The Constitution: above politics
The November election could turn out to be something of a referendum on the US Constitution. And the result, according to some politicians, may set the path for justice in America for the rest of the century.
This is unfortunate. Guarantees of liberties should not be reduced to partisan political considerations. If we are to have a another hard look at the Supreme Law of the Land, it shouldn't be in the glare of a presidential campaign.
The gaunlet, however, is already down. The Mondale-Ferraro Democratic team is decrying recent criminal-justice decisions of the US Supreme Court as ''backward-looking.'' And they warn that the reelection of Ronald Reagan could lead to the appointment of several more conservative justices who would go even further with law-and-order rulings.
The liberals' scenario is frightening to any self-respecting civil libertarian: It includes the retirement of three or four justices - including William Brennan and Thurgood Marshall, now the court's progressive bulwark - and the appointment by President Reagan of solid conservatives who (in the view of Democrats) would clearly place community protection over individual rights.
Democrats are concerned that a top priority of this new right-tilting high tribunal would be to knock down totally the exclusionary rule, which now disallows certain evidence that has been illegally gathered by the police.
Just recently, the court took initial aim at this 70-year-old judicial guideline by deciding that defective (or procedurally incorrect) search warrants could be honored if police had acted in ''good faith'' in presenting them. In related decisions, the justices also upheld the doctrines of ''inevitable discovery'' and ''independent source'' which will now validate previously tainted, and disallowed, evidence.
The Reagan administration had lobbied hard for major restrictions on the exclusionary rule. Its rationale was that the rule had been widely abused by criminals and those accused of crime. And the loser, they say, is the law-abiding public, continually endangered by criminals walking the street who have been freed on legal ''technicalities.'' Their motto: Protect the crime victim - not the perpetrator.
On the other hand, Democrats, including many liberals, see the priority as one of guaranteeing individual rights. They are concerned that the Fourth Amendment, which protects individuals against unlawful searches and searches, is likely to be dismantled by future decisions of conservative justices.
''Save the Constitution'' is the cry of liberals. Eject Reagan and Bush, elect Mondale and Ferraro and halt the whittling away of individual liberties.
Obviously there is hyperbole on both sides. Despite recent decisions by the court, the Fourth Amendment is not on the ropes and personal freedoms are still generally intact. Yet it would be naive to assume that there is no danger along these lines. A conservative-leaning, law-and-order court has clearly signaled that defense of the many is as important as justice for the individual, if not more so.

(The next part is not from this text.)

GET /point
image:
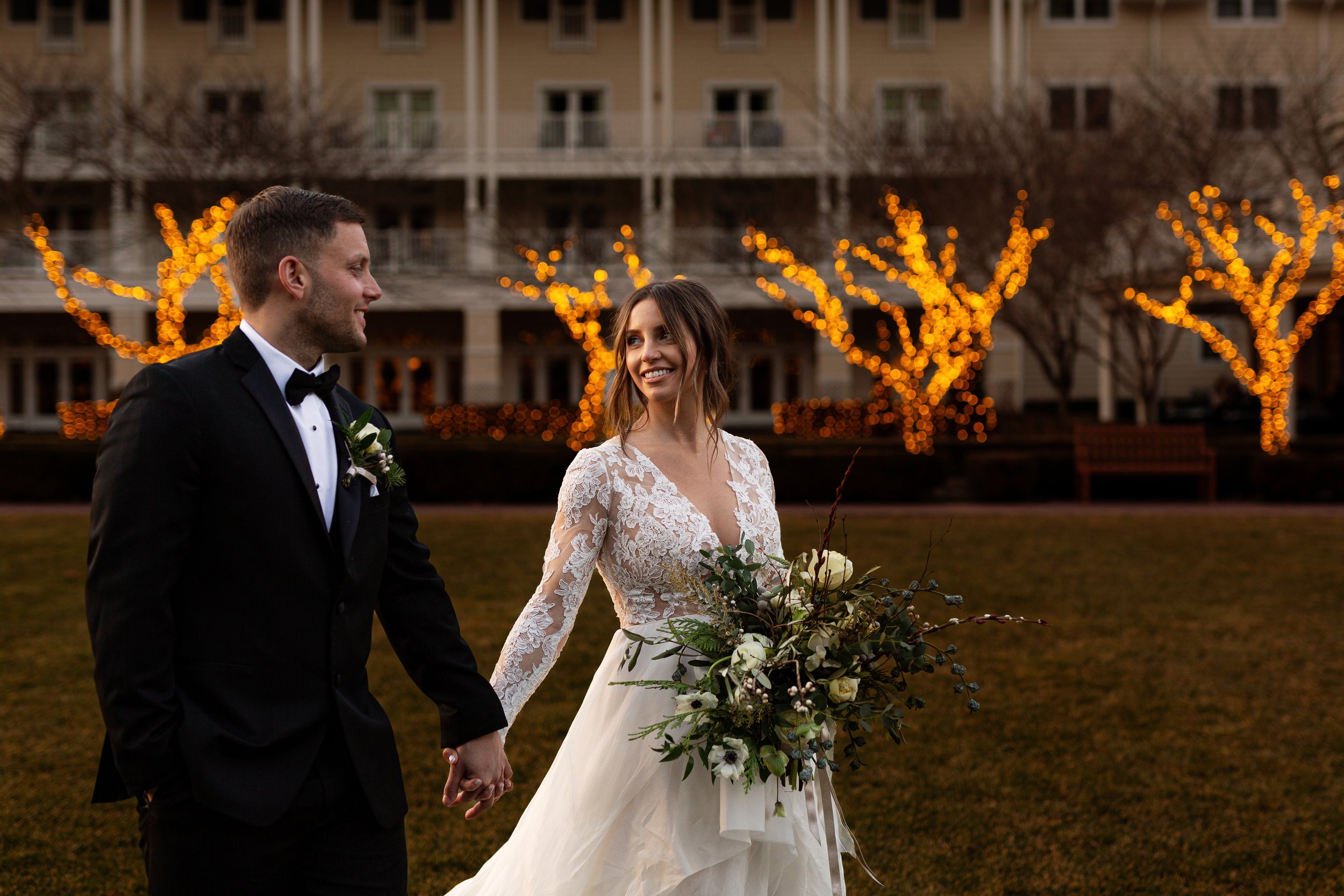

This philosophy could become more entrenched with the reelection of Ronald Reagan and the expected appointment of several more justices of like views. The admission of good-faith evidence now only pertains to faulty search warrants. But it could be a step toward widespread warrantless searches and broadened use of ''tainted'' evidence - if it could be proved that police had no illegal intent.
On the other hand, the installation of the Democratic ticket in the White House would almost certainly signal more liberal appointments to the high court - and a swing of the pendulum back to the days of the Earl Warren court of the 1950s and '60s with the emphasis on personal rights.
Regardless, the exclusionary rule and its application are likely to be immersed in controversy for a long time. Some reformers recommend the British approach: Instead of excluding evidence, use civil, criminal, and disciplinary remedies to curb unlawful searches and seizures.
The US Constitution would seem to preclude an adoption of the British method. And, fortunately, it is that Constitution that will ultimately save us from thrusts from both the left and the right - and perhaps our own undoing.